Now back to the cities (keeping up?). The nearest land near Edmonton that isn’t good farmland is Elk Island National Park. Why do you think it ended up being a park? Because it’s too rocky, with too many swampy little lakes. However, that type of land wouldn’t be a challenge to build a city on."But wait!" you say. "You can’t build in the Park. We need the park; it’s a sanctuary for the bison." And you are right. However, that park is really too small to hold a proper bison herd. They need enough land to be able to migrate back and forth so they don’t overgraze and strip the place bare. As it is, the park takes care of that by shipping the extras out to start new herds up in Wood Buffalo park or in Saskatchewan, but that won’t last forever. They need a park that’s big enough to migrate across. Just like the Serengeti is for the wildebeests and zebras.
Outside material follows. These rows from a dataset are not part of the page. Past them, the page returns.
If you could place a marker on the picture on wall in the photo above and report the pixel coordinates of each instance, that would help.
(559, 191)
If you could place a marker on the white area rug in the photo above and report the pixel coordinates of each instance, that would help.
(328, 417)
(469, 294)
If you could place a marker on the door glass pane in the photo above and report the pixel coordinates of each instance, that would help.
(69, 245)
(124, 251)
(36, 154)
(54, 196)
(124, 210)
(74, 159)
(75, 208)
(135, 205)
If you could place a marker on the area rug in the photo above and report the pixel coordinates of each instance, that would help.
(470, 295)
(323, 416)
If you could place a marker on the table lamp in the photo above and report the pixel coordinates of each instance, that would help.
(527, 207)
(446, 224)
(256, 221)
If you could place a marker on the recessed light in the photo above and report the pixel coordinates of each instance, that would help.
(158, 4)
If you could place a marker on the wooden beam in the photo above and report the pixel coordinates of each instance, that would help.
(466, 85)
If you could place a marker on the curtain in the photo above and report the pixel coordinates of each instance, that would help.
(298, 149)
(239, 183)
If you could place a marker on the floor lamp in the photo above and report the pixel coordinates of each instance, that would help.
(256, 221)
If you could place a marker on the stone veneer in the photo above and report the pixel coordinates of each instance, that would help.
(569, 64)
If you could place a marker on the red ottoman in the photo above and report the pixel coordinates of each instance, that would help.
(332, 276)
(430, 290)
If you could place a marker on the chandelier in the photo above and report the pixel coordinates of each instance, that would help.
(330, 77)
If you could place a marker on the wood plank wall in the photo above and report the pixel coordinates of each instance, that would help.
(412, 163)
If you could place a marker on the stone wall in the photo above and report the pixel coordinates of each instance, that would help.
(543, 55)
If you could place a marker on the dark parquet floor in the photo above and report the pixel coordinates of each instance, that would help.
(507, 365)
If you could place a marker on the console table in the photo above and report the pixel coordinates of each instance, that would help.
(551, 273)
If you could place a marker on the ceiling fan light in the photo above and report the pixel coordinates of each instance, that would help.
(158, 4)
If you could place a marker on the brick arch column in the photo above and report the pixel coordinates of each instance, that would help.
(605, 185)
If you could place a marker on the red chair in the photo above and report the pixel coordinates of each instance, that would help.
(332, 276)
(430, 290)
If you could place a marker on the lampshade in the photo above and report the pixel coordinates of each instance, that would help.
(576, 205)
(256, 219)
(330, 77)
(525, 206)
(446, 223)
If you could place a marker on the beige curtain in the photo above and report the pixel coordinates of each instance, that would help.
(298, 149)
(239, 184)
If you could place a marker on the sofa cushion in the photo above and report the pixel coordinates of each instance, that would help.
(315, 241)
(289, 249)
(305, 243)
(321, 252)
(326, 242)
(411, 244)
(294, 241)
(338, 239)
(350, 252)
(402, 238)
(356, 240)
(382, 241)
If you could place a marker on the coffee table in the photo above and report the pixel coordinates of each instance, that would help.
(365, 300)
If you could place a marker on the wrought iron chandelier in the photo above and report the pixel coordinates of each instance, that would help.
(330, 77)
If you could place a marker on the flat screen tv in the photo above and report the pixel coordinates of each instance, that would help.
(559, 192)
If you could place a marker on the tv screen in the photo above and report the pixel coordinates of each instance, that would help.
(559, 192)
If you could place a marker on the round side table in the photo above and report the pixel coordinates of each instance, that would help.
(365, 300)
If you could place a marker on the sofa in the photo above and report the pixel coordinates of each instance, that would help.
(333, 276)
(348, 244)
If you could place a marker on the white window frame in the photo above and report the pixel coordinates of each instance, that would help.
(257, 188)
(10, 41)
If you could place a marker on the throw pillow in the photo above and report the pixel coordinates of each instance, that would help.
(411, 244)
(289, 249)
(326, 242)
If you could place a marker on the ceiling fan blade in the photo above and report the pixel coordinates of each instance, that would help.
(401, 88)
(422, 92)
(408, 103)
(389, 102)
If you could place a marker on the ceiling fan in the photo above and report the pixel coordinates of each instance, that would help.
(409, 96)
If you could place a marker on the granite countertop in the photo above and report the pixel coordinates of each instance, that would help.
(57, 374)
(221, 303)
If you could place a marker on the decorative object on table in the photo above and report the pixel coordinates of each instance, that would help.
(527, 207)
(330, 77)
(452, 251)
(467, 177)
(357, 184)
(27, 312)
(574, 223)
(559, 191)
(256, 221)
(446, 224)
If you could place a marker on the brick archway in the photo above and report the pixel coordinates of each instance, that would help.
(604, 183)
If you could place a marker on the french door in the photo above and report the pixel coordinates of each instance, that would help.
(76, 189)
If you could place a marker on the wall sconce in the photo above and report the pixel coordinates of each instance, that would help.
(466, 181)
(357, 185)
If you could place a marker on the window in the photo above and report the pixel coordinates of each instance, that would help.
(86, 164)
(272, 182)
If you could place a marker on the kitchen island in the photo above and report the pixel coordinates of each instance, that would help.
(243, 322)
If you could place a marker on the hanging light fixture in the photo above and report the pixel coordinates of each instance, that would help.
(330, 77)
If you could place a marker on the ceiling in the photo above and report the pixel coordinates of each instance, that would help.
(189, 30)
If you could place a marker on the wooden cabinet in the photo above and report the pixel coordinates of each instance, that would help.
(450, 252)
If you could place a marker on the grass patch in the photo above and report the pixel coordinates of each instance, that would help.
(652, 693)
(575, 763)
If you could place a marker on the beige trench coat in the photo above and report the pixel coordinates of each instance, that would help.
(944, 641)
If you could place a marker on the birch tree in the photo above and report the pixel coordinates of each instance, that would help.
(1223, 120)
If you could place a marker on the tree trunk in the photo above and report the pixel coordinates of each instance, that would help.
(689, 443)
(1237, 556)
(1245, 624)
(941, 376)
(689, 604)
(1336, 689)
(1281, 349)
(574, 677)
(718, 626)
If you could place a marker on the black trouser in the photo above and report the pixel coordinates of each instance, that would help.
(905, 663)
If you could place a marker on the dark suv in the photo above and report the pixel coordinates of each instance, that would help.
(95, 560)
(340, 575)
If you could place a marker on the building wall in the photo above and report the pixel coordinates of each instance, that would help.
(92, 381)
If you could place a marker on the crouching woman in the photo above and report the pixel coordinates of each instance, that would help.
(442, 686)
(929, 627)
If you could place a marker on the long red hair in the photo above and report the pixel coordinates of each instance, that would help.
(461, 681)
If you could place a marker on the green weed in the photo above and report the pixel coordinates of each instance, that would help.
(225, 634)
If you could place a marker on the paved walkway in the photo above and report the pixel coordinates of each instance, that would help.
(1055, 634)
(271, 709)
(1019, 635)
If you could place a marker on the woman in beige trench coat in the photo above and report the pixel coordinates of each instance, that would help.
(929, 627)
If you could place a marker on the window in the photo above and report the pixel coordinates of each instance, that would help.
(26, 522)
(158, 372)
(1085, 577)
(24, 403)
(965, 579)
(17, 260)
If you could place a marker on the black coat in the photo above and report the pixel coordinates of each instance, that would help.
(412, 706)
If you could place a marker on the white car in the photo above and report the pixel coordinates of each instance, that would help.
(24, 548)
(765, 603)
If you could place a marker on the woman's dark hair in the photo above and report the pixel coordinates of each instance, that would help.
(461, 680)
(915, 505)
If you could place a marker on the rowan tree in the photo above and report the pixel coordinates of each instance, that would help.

Oh yes, one last thing, there are a few areas of good soil that aren’t being farmed yet in Alberta, mostly up in the Peace Country.

So what I think should happen:

1. Alberta government passes a law preventing any urban expansion into prime agricultural lands. However, we don’t want a land shortage that forces real estate to get even more expensive than it is. So they’ll also have to assist municipalities to identify the best land to build on (i.e. the worst farm land) and acquire it from it’s current owners. They already have somthing like this in BC, so why not here?

2. The province and the city of Edmonton (and maybe Strathcona County) offer to buy Elk Island Park from the Federal Government.

3. The feds then buy up all the farms in the driest parts of the South. The places around Oyen and Cereal, and Hanna, the area north of Medicine Hat, east of Drumheller. That area. They don’t have to buy everything, just enough to create a interconnected migration route. (They will have to tear out all the gravel road and fences).

4. The farmers that get bought out get incentives to break new land up in the Peace. (Just like pioneer days).

End result: Edmonton keeps growing without killing the best lands. The bison get to go back to their original range, and lands that should never have been farmed get to go back to their natural state. Farmers get the chance to abandon doomed lands for new opportunities up north. Southern Alberta get a new tourist attraction, the Serengeti of North American. Hell you could even add in pronghorns and deer, and elk, and wolves and bears, and it would be just like the way the prairies were 150 years ago. It would also be as awesome as the Serengeti, and you could even have safaris.